他剛好可以迎頭看見她,看見她那雙凝重卻始終微笑著的眼睛。她手拿一朵鮮花,一片片將花瓣剝下,一邊專注地為孩子們講解著。說完後,她便開始提問,只要孩子們能夠回答,她就會獎勵一個甜甜的吻。

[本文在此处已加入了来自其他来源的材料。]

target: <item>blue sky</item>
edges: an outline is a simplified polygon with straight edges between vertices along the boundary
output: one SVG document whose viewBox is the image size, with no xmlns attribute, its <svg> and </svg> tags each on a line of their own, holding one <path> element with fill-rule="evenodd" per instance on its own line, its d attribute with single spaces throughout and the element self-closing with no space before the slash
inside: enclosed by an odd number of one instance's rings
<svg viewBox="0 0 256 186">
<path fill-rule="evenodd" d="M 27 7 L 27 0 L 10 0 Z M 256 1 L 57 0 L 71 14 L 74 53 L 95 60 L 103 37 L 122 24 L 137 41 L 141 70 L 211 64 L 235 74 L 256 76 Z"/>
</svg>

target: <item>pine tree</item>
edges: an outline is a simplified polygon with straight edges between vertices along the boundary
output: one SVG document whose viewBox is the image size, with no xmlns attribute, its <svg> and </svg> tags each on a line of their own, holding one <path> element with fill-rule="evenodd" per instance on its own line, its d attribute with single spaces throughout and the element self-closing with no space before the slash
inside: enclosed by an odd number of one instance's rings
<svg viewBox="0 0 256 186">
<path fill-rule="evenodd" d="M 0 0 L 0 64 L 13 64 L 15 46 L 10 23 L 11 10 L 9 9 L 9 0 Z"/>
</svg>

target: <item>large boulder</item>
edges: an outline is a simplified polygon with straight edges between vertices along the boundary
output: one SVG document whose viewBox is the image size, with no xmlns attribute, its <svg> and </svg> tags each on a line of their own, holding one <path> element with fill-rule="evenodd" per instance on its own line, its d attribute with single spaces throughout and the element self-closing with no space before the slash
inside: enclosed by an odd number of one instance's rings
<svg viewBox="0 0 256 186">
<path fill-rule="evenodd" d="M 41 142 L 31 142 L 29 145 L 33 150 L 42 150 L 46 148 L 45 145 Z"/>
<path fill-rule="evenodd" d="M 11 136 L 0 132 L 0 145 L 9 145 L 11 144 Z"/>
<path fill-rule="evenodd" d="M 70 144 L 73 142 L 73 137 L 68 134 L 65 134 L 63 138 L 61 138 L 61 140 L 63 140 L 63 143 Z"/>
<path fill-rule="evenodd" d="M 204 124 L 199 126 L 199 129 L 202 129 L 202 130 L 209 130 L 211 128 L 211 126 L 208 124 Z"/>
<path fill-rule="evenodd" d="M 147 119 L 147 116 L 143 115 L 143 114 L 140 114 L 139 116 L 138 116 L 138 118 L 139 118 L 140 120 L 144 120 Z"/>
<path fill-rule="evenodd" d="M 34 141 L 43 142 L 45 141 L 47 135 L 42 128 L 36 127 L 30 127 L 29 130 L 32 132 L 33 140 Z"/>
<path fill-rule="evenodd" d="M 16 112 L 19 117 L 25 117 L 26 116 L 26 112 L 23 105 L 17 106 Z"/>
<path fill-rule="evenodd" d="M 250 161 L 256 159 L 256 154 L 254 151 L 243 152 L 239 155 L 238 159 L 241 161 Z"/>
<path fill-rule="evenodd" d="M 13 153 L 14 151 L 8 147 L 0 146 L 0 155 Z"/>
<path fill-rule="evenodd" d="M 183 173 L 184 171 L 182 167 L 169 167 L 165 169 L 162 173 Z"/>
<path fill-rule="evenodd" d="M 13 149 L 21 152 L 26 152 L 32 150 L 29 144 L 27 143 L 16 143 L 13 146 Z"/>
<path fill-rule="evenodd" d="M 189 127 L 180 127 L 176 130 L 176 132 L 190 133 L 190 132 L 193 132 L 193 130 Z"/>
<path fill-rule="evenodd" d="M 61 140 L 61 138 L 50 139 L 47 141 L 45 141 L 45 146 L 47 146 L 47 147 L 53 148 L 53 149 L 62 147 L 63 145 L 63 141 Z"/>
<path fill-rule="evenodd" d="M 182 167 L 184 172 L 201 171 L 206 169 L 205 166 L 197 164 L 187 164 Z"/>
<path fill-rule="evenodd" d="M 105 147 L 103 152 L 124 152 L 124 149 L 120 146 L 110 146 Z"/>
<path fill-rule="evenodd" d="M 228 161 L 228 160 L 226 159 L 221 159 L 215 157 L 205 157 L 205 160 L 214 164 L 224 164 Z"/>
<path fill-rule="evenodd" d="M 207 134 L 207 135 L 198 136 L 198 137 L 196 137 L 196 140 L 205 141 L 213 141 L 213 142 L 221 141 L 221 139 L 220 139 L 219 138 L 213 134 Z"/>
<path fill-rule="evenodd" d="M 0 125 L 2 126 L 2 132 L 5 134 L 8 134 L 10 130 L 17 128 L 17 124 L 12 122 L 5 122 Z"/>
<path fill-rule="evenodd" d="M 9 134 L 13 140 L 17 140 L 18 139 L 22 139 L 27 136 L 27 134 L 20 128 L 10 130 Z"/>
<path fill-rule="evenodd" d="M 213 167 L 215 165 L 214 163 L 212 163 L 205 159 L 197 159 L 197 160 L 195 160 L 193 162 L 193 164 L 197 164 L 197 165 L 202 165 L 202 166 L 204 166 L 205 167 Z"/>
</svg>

羅蘋久久地看著這一幕,不能自已,他害怕極了。所有先前他未察覺的情緒就這樣在他心中醞釀。他真想上前去,緊緊抱住這個年輕的漂亮孩子,他是多麼地愛她,多麼地尊重她呀!他又想起了孩子的母親,那樣憂傷過度死在阿斯佩蒙……
維克朵娃重複道:「叫她來吧。」
可是,羅蘋一下子坐到扶手椅裡,結結巴巴地說:「不行……不好……我沒有權利……不可能……還是讓她以為我不在了吧……這樣更好……」說完,羅蘋哭了。因為抽泣,他渾身上下都在顫抖。他失望極了,一股柔情就這樣慢慢地在他內心升騰,直到佔據他整個人。現在的他,真的就像那一朵朵遲開的花朵,剛要綻放豐美,卻又不得不面臨下一刻的凋零。
「是你的孩子,是嗎?」老婦人跪倒在羅蘋跟前,顫抖地問著他。